Soffriamo di un’atmosfera malata di livore, diffusa e condivisa, in cui la società italiana è immersa, talmente permeante da non poter essere effettivamente riconosciuta come oggetto problematico, su cui riflettere e da mettere eventualmente in discussione. Come lo sfondo originario e “naturale” dei nostri pensieri e del nostro vivere sociale, come un inconscio paradigma di giudizio, scontato ed auto evidente, autogiustificato. Allora, questo per nulla naturale “scontato” va prima di tutto riconosciuto, reso problema a noi stessi e passibile di alternativa (il riconoscerlo come oggetto del pensiero già lo qualifica passibile di alternativa; solo il presunto “naturale” non è pensabile come contrastato da un’alternativa). Che fare allora per strapparsi da questo blocco dell’immaginazione e dall’atmosfera di risentimento verso le élite dei migliori fra noi? Lo strappo dal regno del “naturale”, la comprensione di quest’atmosfera mediocre come mero accidente e non necessità, insomma il vero e proprio risveglio dal sonno del pensiero, tutto ciò può essere possibile anche in virtù della conoscenza di alternative già effettive altrove, già reali e praticate.
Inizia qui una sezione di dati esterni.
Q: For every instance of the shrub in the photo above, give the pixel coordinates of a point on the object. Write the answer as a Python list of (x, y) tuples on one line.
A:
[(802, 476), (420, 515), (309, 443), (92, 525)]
C’è bisogno di chi ci aiuti a conoscere i climi sociali, culturali e istituzionali di altri Paesi, ciò che di diverso e di migliore gli altri fanno con non minore spontaneità. Vedere nella concretezza di vivi esempi che altri pensieri e altre prassi sono possibili: questo concorrerebbe a spezzare lo stanco incantesimo italiano e aprirebbe alla contestazione. E un’altra società italiana comincerebbe ad essere possibile.